A San Crispino, prima di celebrare la Messa che concluderà la sua visita, il Papa incontrerà i bambini, i ragazzi, gli adolescenti, alcune giovani famiglie con figli piccoli. Poi sarà la volta di una trentina di senza fissa dimora, assistiti dalla Caritas e dalla Comunità di Sant’Egidio, con una famiglia rom e italiana che si trovano in difficoltà. Nella stanza a fianco, il Papa si fermerà con alcuni malati e disabili.

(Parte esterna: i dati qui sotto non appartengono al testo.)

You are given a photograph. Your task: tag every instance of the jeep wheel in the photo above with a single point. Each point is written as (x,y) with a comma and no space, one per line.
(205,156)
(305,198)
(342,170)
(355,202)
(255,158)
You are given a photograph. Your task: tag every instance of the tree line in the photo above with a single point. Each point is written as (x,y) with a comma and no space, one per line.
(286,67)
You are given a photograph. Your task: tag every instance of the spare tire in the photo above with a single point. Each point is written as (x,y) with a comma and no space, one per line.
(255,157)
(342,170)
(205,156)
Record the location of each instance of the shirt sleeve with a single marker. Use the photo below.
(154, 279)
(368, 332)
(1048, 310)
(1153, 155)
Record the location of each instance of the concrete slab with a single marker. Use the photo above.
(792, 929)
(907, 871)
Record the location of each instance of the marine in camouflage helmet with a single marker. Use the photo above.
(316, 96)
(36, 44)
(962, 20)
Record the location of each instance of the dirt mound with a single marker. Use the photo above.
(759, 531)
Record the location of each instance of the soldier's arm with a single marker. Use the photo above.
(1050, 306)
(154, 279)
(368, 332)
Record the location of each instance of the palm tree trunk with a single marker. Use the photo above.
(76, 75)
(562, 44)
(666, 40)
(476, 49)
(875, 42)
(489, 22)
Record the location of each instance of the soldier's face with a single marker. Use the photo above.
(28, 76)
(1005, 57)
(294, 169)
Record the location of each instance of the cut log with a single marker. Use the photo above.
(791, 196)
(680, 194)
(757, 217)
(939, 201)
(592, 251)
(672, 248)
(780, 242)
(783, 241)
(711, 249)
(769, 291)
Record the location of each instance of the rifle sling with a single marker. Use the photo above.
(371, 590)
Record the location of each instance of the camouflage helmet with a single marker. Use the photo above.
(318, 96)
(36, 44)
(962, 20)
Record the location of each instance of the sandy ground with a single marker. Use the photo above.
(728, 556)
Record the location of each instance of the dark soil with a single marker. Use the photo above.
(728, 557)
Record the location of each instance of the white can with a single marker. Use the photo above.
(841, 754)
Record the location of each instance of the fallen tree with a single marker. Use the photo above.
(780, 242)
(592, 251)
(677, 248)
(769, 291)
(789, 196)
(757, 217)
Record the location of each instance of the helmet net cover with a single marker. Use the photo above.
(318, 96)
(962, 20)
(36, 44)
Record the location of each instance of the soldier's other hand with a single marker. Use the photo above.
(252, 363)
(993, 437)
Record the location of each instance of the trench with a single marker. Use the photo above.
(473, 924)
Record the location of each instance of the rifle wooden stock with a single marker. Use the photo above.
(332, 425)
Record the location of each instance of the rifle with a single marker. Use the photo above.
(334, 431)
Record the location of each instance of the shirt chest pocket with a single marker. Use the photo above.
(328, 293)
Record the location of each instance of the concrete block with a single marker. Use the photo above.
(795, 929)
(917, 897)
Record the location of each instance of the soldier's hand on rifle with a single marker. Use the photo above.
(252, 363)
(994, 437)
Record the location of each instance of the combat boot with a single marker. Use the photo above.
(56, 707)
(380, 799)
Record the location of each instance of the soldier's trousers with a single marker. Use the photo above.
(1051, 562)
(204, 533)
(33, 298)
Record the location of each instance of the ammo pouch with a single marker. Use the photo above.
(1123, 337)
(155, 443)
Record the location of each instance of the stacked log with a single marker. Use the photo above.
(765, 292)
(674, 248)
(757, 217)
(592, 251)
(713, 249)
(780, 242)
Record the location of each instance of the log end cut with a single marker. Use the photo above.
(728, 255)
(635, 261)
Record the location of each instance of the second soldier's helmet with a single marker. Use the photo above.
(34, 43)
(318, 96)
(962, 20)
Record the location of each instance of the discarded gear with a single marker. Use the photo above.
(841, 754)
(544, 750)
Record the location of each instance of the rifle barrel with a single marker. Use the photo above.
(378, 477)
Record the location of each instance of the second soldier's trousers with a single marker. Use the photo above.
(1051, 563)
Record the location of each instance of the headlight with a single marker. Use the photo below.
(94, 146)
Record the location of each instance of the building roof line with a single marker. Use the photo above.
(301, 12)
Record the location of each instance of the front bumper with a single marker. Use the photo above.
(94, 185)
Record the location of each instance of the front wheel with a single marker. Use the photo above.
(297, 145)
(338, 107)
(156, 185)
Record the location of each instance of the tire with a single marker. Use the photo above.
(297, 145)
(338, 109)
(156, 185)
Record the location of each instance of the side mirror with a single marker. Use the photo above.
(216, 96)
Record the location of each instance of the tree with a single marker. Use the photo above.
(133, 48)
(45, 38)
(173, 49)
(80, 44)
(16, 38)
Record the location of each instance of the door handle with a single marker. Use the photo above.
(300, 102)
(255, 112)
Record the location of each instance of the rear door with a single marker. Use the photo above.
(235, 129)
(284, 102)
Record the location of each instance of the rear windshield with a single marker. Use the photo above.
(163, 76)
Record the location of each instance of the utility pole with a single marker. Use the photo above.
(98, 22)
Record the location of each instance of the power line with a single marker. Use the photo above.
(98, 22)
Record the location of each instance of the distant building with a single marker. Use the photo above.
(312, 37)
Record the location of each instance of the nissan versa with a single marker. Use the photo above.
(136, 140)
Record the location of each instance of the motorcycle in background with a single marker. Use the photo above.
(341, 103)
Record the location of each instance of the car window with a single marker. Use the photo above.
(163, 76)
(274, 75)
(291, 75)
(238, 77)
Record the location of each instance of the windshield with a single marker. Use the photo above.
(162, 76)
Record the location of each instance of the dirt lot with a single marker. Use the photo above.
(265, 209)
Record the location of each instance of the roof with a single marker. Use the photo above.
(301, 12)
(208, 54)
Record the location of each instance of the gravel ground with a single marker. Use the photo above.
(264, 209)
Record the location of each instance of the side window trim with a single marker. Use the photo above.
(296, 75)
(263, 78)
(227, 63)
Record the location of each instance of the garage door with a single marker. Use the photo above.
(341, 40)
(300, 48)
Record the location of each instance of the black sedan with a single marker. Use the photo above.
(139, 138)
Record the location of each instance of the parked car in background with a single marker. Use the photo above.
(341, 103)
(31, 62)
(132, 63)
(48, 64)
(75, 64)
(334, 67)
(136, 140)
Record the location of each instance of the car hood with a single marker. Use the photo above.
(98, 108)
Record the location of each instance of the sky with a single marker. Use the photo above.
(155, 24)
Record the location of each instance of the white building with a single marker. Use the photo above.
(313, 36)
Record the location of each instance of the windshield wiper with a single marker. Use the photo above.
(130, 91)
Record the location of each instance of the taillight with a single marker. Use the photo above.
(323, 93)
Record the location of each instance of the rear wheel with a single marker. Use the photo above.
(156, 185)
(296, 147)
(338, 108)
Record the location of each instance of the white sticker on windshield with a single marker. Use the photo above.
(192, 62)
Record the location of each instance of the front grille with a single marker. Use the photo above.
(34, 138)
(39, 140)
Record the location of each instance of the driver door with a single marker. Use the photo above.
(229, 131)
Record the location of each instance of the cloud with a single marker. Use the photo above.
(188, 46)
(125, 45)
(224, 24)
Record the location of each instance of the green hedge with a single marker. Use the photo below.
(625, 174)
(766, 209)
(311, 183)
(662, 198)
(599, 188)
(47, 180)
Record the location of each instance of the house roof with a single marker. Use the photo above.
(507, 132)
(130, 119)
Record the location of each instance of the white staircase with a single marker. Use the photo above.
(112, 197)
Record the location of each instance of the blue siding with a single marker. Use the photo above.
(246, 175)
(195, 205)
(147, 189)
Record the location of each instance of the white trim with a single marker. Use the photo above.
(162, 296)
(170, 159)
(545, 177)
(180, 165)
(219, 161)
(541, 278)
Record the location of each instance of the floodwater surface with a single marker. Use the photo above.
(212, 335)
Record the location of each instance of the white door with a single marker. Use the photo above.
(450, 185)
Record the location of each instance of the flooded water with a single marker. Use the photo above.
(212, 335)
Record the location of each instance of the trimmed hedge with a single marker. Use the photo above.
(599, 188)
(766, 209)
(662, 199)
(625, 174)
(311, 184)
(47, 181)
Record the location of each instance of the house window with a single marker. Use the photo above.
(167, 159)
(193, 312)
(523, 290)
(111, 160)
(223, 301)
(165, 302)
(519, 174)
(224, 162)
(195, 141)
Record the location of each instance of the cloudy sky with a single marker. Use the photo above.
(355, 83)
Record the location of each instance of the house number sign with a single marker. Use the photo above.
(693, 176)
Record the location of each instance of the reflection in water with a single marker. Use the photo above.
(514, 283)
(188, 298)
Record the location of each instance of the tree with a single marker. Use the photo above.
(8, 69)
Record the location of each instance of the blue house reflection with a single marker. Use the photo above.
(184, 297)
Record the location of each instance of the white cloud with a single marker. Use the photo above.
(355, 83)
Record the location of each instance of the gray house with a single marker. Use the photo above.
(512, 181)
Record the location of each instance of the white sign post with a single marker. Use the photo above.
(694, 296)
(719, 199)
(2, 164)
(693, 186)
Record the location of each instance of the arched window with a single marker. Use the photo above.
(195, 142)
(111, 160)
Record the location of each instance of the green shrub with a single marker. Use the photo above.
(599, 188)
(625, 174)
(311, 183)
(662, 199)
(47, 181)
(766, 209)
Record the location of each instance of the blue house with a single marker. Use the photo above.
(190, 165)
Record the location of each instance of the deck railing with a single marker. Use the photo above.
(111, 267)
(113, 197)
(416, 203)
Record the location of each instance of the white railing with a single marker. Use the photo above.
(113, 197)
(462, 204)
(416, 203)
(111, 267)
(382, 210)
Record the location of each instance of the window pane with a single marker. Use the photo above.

“Sono persone che si rivolgono a noi con grande dignità”, spiega don Luciano a proposito dei senza fissa dimora, molti dei quali dormono sotto i ponti tra il Labaro e Prima Porta: “È giusto avere uno sguardo molto attento, collaborare con le istituzioni per fornire le risposte insieme”. Il pranzo con i senza fissa dimora e con i disabili e gli ammalati è una vera e propria consuetudine a San Crispino, non solo in occasione dell’omonima festa parrocchiale, che cade a maggio. Tanto che Rita Cutini, della Comunità di Sant’Egidio, sceglie proprio questa immagine, anch’essa dal sapore squisitamente familiare, per descrivere la realtà della comunità. Non a caso, appena si è saputo che sarebbe arrivato il Papa, il primo gesto dei parrocchiani, insieme al parroco, è stato quello di festeggiare condividendo con loro un momento conviviale.

“Questa zona, Galline Bianche, è quella dove sono morti tanti giovani per overdose. Tante persone che vengono a messa hanno perso figli a causa della droga”.

Raffaele D’Angelo, diacono dal 2013, comincia da qui a narrare la sua esperienza a San Crispino. All’inizio degli anni Novanta è stata costruita la chiesa, e tra la fine degli anni Novanta e l’inizio del Duemila, grazie all’afflusso di famiglie giovani, la situazione è iniziata a migliorare: “Hanno costruito tante palazzine, molte anche abitate dai militari e dalle forze dell’ordine, e oggi il quartiere è sicuramente più sano e sicuro, anche se rimangono problematiche sociali di povertà. Assistiamo 60 famiglie italiane 50 straniere, attraverso la distribuzione, una volta al mese, di pacchi viveri, vestiario, giocattoli per bambini”. Raffaele, insieme a sua moglie, segue la preparazione delle giovani famiglie al battesimo, e grazie a questo servizio e agli incontri nelle case riesce a raggiungere “famiglie che altrimenti non sarebbe possibile raggiungere, perché non frequentano più la parrocchia”. Il loro problema più grande, racconta, è la solitudine: “Questo somiglia ad un quartiere dormitorio, le persone escono la mattina presto e tornano la sera. Si chiudono in casa con i bambini piccoli e finisce tutto”.

E di “solitudine” e “isolamento” come prime emergenze per il quartiere, in cui opera dal 1979, parla anche Rita: “In alcuni angoli sono tornate le baracche”.

Il Papa incontrerà anche un gruppo di famiglie che hanno battezzato i loro piccoli nell’ultimo anno: una coppia li ha sposati lui, il 14 settembre 2014, insieme con altre coppie in Vaticano. “Ci ha sposato il Papa, ma questo non ci ha preservato dalla solitudine”, hanno rivelato a Raffaele. “La cosa bella è che sono famiglie che non si adeguano, non si rassegnano a una vita piatta, vogliono essere felici”, commenta il diacono: “Spero che la visita di Francesco sia una carica di gioia, di speranza, di consolazione per tutte le coppie giovani che ne hanno bisogno. C’è la povertà, ci sono gli ammalati, ma anche molte coppie giovani vivono la povertà, relazionale e spirituale. Bisogna pensare anche a loro”. “Mi auguro che questa visita del Papa, che per noi è un grande segno, sia anche un incoraggiamento a continuare ancora di più e ancora meglio”, conclude don Luciano: “Non qualcosa che si esaurisce in un pomeriggio, ma una forza, l’inizio di un rinnovamento che mi auguro durerà nel tempo”.